Der neue Bundespräsident ruft auf, so ist in den Zeitungen zu lesen, nur weniges leider im wörtlichen Zitat.
Er ruft auf zu Mut und Zuversicht: „Lasst uns mutig sein!“ So ist zu wünschen, daß er auf der anderen Seite die verantwortlichen Politiker aufruft, das abzubauen, was den Menschen den Mut nimmt – so die „Agenda 2010“.
Jene „Agenda 2010“ ist es ja, die Menschen zwingt, bei Arbeitslosigkeit sich mit Arbeitsstellen zufriedenzugeben, die weit unter ihrer Qualifikation liegen, diese Qualifikation so allmählich zu verlieren (und so herrscht dann plötzlich Fachkräftemangel). Sie zwingt Menschen, um eines Arbeitsplatzes willen bundesweit umzuziehen und so ihre soziale Einbindung aufzugeben, die Schullaufbahn ihrer Kinder durch Schulwechsel auch in andere Bundesländer mit anderem Lehrplan beschädigen zu lassen, für hilfsbedürftige Angehörige, die am Ort bleiben, nicht mehr zur Verfügung zu stehen. Sie zwingt Menschen, sobald sie für etwas längere Zeit arbeitslos werden, Alterssicherungen außerhalb der mehr und mehr unzureichenden Rentenversicherungen aufzugeben. Sie zwingt Menschen in diesem Fall, weitgehend auf eigene Kosten (doppelte Mietzahlung für die Übergangszeit, Fachkräfte für den Umzug) in Wohnungen zu ziehen, die oft weitab von ihrem sozialen Umfeld liegen.

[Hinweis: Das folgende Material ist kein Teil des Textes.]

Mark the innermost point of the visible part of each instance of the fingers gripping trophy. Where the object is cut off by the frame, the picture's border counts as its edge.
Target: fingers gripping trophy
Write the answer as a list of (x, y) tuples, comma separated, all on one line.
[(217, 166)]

Seinerzeit war der neue Präsident an der Durchsetzung dieser armutsproduzierenden „Agenda“ nicht unbeteiligt; nun, da er die Wahl gegen einen angesehenen Armutsforscher gewonnen hat, für ihn Gelegenheit, sich dieser Wahl würdig zu erweisen, sich von den damaligen Irrwegen abzusetzen.
Er fordert, die Demokratie zu verteidigen. So ist zu wünschen, daß er auch die verantwortlichen Politiker aufruft, gegen das einzutreten, was zur Zeit die Demokratie am meisten gefährdet: gegen Abkommen wie CETA, die durch Klagerechte für Konzerne und die Möglichkeit für diese, in „regulatorischer Kooperation“ sich in die Gesetzgebung einzumischen, eine oligarchische Komponente in der Republik zu institutionalisieren drohen.
Aber ich habe auch im Umfeld der Wahl gehört, wie ein Ministerpräsident, der einer nicht als neoliberal geltenden Partei angehört, erklärt hat, nun sei staatliche Zusammenarbeit international angesagt, darum sei Freihandel, nicht Protektionismus erforderlich. Als wäre Freihandel im Sinne solcher Freihandelsabkommen staatliche Zusammenarbeit und nicht Rückzug der Staaten aus der Wirtschaft. Und als sei es ein Argument für eine schlechte Sache, daß der neue US-Präsident dagegen ist.